Литмир - Электронная Библиотека
Содержание  
A
A

Когда его три дочери были в дошкольном еще возрасте, увидал он однажды в окне кондитерской зверьков из папье-маше. Купил трех — слона, жирафу и зебру — и, придя домой, сказал дочкам: “Выбирайте себе по одному, но такого зверя, чтобы он был похож на взявшего”. Девочки выбрали: “толстенькая и добренькая Вера с милой улыбкой” — слона; “зебру, — шея дугой и белесоватая щетинка на шее торчит кверху (как у нее стриженые волосы)” — Варя; “а тонкая, с желтовато-блеклыми пятнышками, вся сжатая и стройная жирафа досталась” Тане. Розанов прибавляет: “Все дети были похожи именно на этих животных, — и в кондитерской я оттого и купил их, что меня поразило сходство по типу, по духу”.

Последние два пояснительных слова ничего, конечно, не изъясняют, и мы все принуждены пользоваться такими же в подобных случаях; но язык уподоблений, основанный лишь на немногих, поначалу, должно быть, совсем и неосознанных признаках, был, как мы видим, безошибочно и немедленно понят. Именно так и создаются, так же и понимаются ономатопеи. Так понималась они некогда всеми — иначе и возникновения языка представить себе нельзя; так их понимает и теперь тот, кому доступна поэтическая речь (были несомненно друзья розановской семьи, не усматривавшие ни малейшего сходства его дочерей со слоном, зеброй и жирафой). Здесь как раз и начинает просвечивать для нас истина, без усвоения которой ни в каких искусствах, и прежде всего в изобразительности языка, ничего нельзя понять. Только такое небуквальное, до конца не анализуемое и до всякого анализа улавливаемое сходство по-настоящему действенно, только оно способно дать чувство приближения к тождеству изображающего с изображенным. Как тотемизм немыслим, если тотем — восковая фигура из паноптикума, так и при чересчур подробном, чересчур дословном воспроизведении исчезает без следа то сближение-слияние видимого с невидимым или слышимого с неслышимым, которого ищет всякое искусство и которого достигает на своих особых — ономатопейных — путях поэтическая речь.

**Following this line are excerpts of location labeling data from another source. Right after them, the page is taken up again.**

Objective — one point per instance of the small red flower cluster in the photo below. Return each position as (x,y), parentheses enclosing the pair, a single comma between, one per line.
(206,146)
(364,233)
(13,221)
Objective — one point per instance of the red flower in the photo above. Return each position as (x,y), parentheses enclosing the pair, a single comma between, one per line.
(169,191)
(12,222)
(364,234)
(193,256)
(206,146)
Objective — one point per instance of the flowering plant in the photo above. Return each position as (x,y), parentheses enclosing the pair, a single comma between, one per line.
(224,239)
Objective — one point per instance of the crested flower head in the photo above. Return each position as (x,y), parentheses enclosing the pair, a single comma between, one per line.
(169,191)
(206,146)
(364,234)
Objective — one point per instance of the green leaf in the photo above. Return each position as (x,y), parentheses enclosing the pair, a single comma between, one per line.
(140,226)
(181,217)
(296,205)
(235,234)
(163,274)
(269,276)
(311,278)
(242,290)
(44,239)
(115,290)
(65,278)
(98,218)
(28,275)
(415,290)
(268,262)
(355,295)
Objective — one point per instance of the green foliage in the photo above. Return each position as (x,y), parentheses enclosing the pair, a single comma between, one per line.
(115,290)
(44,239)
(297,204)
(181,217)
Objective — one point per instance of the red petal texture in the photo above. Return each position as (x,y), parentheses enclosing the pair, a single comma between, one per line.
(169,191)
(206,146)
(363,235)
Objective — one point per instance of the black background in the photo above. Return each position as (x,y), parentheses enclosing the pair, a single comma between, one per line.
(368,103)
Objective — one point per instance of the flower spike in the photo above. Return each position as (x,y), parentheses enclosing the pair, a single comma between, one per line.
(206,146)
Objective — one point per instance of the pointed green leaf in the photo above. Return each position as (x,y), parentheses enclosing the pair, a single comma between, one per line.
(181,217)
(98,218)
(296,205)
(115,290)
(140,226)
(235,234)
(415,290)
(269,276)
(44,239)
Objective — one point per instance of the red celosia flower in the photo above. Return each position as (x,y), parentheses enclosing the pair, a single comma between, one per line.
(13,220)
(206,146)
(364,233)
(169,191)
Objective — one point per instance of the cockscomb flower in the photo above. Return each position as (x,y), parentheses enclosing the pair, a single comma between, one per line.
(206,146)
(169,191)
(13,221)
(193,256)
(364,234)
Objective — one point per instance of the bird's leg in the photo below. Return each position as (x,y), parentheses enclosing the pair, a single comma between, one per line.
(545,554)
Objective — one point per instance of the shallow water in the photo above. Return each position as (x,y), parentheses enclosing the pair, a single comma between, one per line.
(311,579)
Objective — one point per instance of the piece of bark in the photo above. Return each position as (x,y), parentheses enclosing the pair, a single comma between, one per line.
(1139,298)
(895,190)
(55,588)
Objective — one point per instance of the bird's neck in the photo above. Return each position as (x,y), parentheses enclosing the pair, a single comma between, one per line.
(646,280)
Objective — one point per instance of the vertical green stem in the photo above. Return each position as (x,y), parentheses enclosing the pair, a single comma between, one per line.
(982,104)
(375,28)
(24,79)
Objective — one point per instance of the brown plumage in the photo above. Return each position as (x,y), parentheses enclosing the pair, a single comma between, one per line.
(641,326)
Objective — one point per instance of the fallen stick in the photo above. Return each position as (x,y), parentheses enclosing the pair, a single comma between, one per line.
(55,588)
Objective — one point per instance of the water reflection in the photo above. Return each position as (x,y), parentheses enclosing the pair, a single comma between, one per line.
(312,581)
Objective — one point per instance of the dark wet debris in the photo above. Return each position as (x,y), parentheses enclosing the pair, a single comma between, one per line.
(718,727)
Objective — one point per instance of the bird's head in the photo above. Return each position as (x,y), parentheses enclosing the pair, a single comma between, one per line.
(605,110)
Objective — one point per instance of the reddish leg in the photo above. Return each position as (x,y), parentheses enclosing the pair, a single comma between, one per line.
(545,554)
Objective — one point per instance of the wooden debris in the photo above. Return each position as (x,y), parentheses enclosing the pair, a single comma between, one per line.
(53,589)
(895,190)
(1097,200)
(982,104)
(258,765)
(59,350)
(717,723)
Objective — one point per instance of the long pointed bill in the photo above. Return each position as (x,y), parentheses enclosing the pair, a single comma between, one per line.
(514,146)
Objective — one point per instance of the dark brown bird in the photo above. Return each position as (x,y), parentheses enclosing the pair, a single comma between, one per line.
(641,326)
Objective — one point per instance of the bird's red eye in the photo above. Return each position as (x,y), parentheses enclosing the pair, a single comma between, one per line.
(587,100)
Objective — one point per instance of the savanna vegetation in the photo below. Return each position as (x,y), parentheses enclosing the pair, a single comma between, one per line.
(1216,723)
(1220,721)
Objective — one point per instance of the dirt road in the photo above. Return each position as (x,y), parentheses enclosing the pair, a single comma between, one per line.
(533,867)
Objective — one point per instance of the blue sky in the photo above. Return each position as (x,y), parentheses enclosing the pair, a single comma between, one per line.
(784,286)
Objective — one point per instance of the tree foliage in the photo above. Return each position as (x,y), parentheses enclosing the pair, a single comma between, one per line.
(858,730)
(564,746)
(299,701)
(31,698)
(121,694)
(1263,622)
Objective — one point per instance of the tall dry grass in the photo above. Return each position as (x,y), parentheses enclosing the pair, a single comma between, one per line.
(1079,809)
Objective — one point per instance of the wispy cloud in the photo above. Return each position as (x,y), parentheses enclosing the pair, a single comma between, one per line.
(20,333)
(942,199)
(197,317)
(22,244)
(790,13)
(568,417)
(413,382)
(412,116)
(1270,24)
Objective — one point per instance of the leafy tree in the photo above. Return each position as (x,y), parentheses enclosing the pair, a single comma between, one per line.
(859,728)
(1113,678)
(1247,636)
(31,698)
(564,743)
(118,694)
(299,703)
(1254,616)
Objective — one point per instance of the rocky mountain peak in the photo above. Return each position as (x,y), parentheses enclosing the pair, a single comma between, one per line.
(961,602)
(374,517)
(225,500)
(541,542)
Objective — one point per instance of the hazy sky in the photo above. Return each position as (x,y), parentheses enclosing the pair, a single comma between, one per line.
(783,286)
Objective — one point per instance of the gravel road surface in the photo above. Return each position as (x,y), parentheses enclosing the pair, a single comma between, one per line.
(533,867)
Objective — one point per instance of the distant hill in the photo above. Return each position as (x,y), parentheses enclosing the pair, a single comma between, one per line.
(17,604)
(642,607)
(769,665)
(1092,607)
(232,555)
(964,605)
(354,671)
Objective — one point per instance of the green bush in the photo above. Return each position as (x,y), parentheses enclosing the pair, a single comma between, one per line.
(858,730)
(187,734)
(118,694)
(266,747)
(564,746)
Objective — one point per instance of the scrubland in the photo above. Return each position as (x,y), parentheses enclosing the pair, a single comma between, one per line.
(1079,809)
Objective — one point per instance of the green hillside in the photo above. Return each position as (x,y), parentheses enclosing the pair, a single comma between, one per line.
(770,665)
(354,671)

Царство ее, это царство ономатопеи. Не потому, чтобы в ней встречалось очень много ономатопей, а потому, что вся она проистекает из того стремления, того искания, которое всего наглядней — нередко и всего наивней,— предстает нам в ономатопее. Звукосмысловая ткань этой речи отнюдь не сводится к звукоподражанию, которое в ней и вообще самостоятельной роли не играет. “Смыслоподражание” — вот как можно было бы основную ее функцию назвать. Она и звуком, и смыслом, и звукосмыслом (то есть сразу же предстоящим восприятию слиянием того и другого), и всем вообще качеством образующих ее слов и словосочетаний стремится к отождествляющему сходству с тем, о чем она говорит и чего мы никакой другой речью высказать не можем. Но ведь и ономатопея, даже самая грубозвуковая, только оттого подражает звуку, что смысл данного слова, со звуком связанного, хочет сделать нам понятным. Вот почему и может она служить скромным образчиком, но и универсальной моделью всякого смыслоподражания.

Я еще о нем ничего почти и не сказал. Не о поэтической речи говорю: лишь о зарождении ее, эмбриологии поэзии. Ономатопея, как и (на другом уровне, дословесном) оксиморон, — это именно ее зародыши, ее начатки. Но родится она и в пении, в ритмах, в интонациях-мелодиях, еще только ищущих слова; об этом — в другой главе. Однако без слов она обойтись не может. Пока нет слов, ее еще нет. И я обращусь теперь к таким сочетаниям их, к таким словам, лепетам, элементам слов, которые помогут, может быть, нам подслушать, поймать на лету беспомощное, первое, простейшее — из самой способности говорить — рождение поэтического слова.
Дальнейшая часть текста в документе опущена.